Language model = finding a probability distribution over a sequence of words (traditionally estimated n-gram probabilities)
This model trains CNN + RNN to create language model based on character level embedding
Advantages of character level embedding:
No need for morphological tagging
Can embed morphological properties of an input language
Free from out-of-vocabulary issues
Architecture:
Embedding vector of each character is concatenated to form matrix representation of each word
Convolution with multiple filters, which essentially picking out n-grams of characters
Max-pooling to create a fixed dimensional word vector
Apply Highway Network to the word vector
Instead of complete non-linear transformation, it is a weighted non-linear transformation
Using additional affine transformation + non-linearity as "carry gate", this network adaptively carries some meaningful information of the input vector directy to the output vector.

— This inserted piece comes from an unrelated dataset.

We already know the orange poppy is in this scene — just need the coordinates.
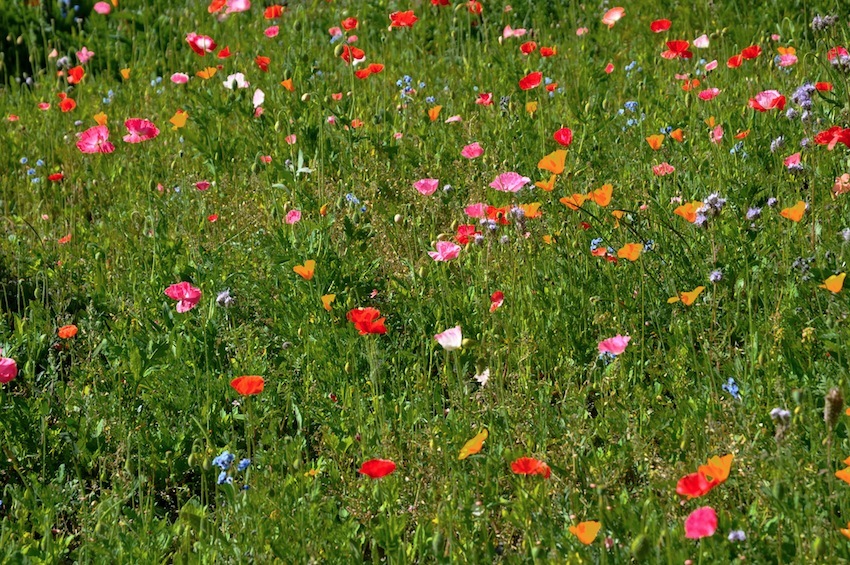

LSTM to predict the subsequent word for the given input word (trained on cross entropy loss)
While word embedding vectors focus on the contextual information of the input's surrounding words, this model relies on the context of each character within the word to generate word vectors.
In a way, it can create more isolated/localized embedding of a word that captures the internal structure or the morphological properties of a word (Representing words in different dimensional space)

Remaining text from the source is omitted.